After launch by a modified Titan II missile, Gemini-B1 flew a ballistic suborbital arc over the Atlantic Ocean reaching a maximum altitude of 171.km. The spacecraft was run by an onboard automatic sequencer. At 6 minutes 54 seconds after launch, retrorockets were fired. The spacecraft landed 1848 nautical miles downrange from the launch pad. The flight lasted 18 minutes 16 seconds. The landing was 83 km from the recovery aircraft carrier, the USS Iwo Jima.

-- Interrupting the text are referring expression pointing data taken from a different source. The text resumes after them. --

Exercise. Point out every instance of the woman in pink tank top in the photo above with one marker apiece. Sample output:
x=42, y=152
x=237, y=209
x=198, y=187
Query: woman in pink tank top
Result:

The spacecraft was build from the hull of a Gemini B – a modified variant of the basic NASA Gemini build for the canceled Air Force Manned Orbiting Laboratory.

Gemini-B1 carried a host of subsystems developed for the forthcoming Big Gemini, to be flown unmanned in 1975.


The package consisted of two micrometeoroid detection payloads, a transmitter beacon, a cell growth experiment, a prototype hydrogen fuel cell, a thermal control experiment, a propellent transfer and monitoring system to investigate fluid dynamics in zero gravity, a prototype attitude control system, an experiment to investigate the reflection of light in space, and an experiment into heat transfer.

The spacecraft was painted to allow it to be used as a target for an optical tracking and observation experiment from the ground.

Another similar spaceship, Gemini-B2, may be flown next year.